On Friday, a Tennessee federal judge stopped one of two lawsuits that Curb Records filed against country music superstar Tim McGraw. As a result, the action shifts back to a state court where Curb is pursuing claims that the singer prematurely ended a contractual relationship.
The dispute dates back to May of 2011, when Curb filed a breach-of-contract lawsuit in Tennessee state court, alleging McGraw had delivered his Emotional Traffic album ahead of schedule. The label said that the singer was obligated to space out delivery of his albums.
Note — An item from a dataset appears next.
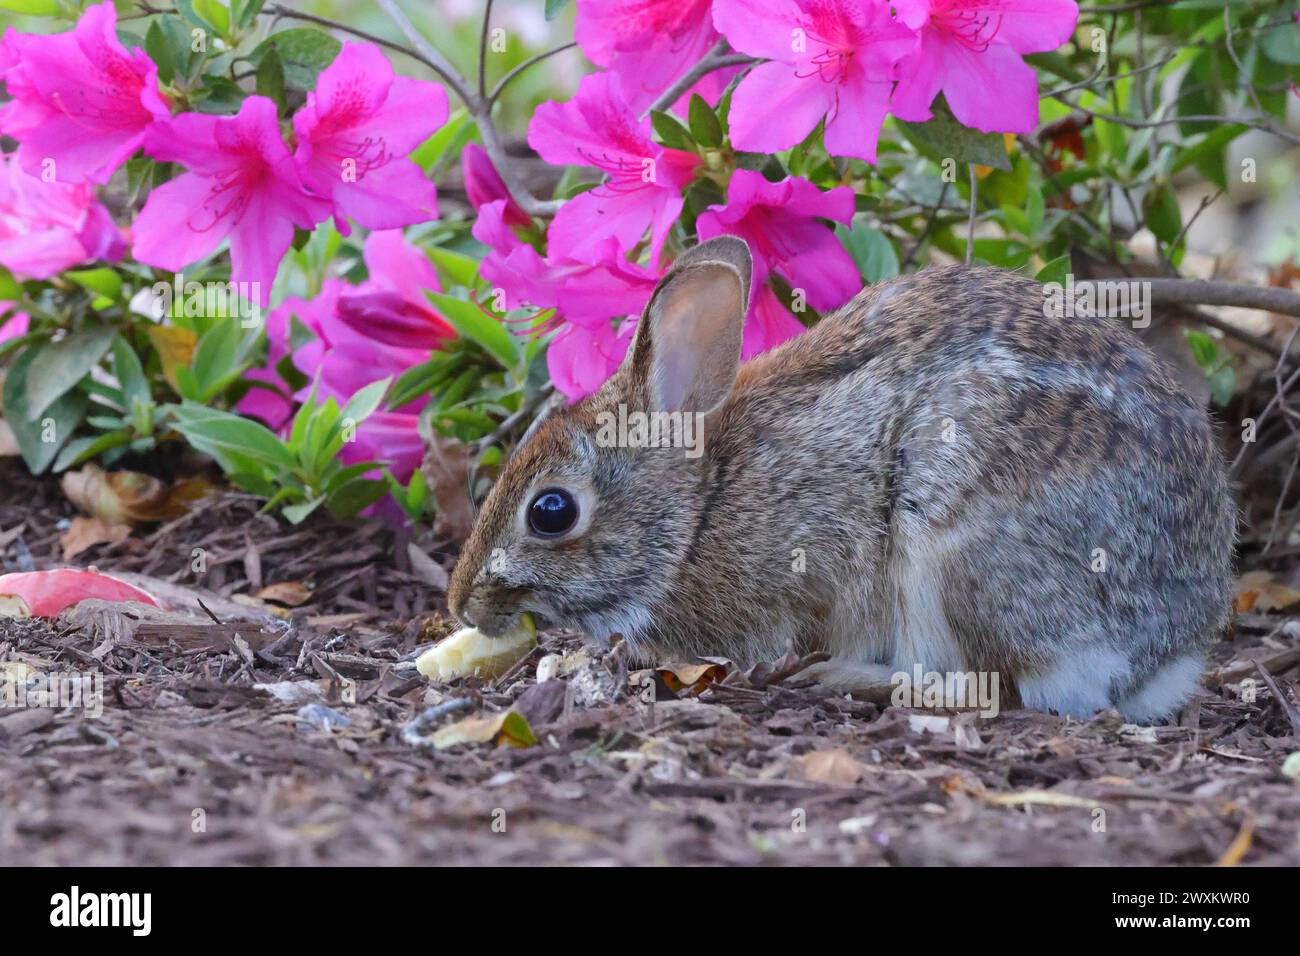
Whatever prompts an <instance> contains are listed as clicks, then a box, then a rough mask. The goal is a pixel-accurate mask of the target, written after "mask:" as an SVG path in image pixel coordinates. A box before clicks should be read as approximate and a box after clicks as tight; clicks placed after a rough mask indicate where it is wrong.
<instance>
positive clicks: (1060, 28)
mask: <svg viewBox="0 0 1300 956" xmlns="http://www.w3.org/2000/svg"><path fill="white" fill-rule="evenodd" d="M894 7H896V8H897V10H898V18H900V20H901V21H902V22H905V23H906V25H907V26H910V27H913V29H915V30H920V46H919V48H918V49H917V52H915V53H914V55H913V56H910V57H909V59H907V60H906V61H905V62H904V64H901V65H900V81H898V88H897V90H896V91H894V98H893V112H894V114H896V116H898V117H900V118H902V120H914V121H919V120H928V118H930V117H931V116H932V113H931V112H930V104H931V103H933V100H935V96H937V95H939V94H940V92H943V94H944V99H946V100H948V105H949V107H950V108H952V111H953V116H956V117H957V118H958V120H959V121H961V122H962V124H963V125H966V126H974V127H975V129H979V130H983V131H985V133H1032V131H1034V130H1035V127H1037V124H1039V81H1037V75H1036V74H1035V73H1034V69H1032V68H1030V66H1027V65H1026V64H1024V61H1023V60H1022V59H1021V56H1022V55H1023V53H1041V52H1045V51H1049V49H1056V48H1057V47H1060V46H1061V44H1062V43H1065V42H1066V40H1067V39H1070V35H1071V34H1073V33H1074V26H1075V22H1076V21H1078V18H1079V8H1078V7H1076V5H1075V3H1074V0H896V3H894Z"/></svg>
McGraw returned file with counterclaims that stated that Curb wanted him in a state of “involuntary servitude.”
STORY: Tim McGraw Sued by Former Label Curb Records
Last year, the judge in that case denied Curb’s request for injunctive relief, allowing McGraw to record music for another label.
And so, McGraw released Two Lanes of Freedom in February for Big Machine Records.
That paved the road to a second lawsuit — this time filed in federal court — where Curb claimed that 11 of the songs on Two Lanes of Freedom were first recorded in November of 2011, and that because of the issues surrounding the timing and delivery of his prior album, it owned the copyright to “Undelivered Masters.”
Curb believed that Two Lanes of Freedom constituted copyright infringement, normally subject matter for a federal court, but on Friday, U.S. District Judge William Haynes, Jr. noted that “the dominant aspect of Plaintiffs complaint in this action concerns breach of contract claims that are governed by state law and are before the state court.”
In deciding to dismiss, the judge points to the state court determining provisionally that McGraw owns certain rights to his recordings — in particular, those made after December 1, 2011 — as well as an appeals court’s ruling that “without a preliminary determination by the trial court of a dividing line concerning the ownership of masters, the trial court would essentially have given Curb the ability to keep McGraw from moving forward with his recording career.”
Thus, Judge Haynes is comfortable with a state judge handling the rights issue at this junction so as to let the dispute proceed on the bigger issue of whether McGraw breached his contract by delivering Emotional Traffic too soon. The judge added that the case could be reopened after a final ruling on the breach of contract lawsuit.
Scott Borchetta, president & CEO of the Big Machine Label Group, issued a statement saying he was “very pleased” with the outcome.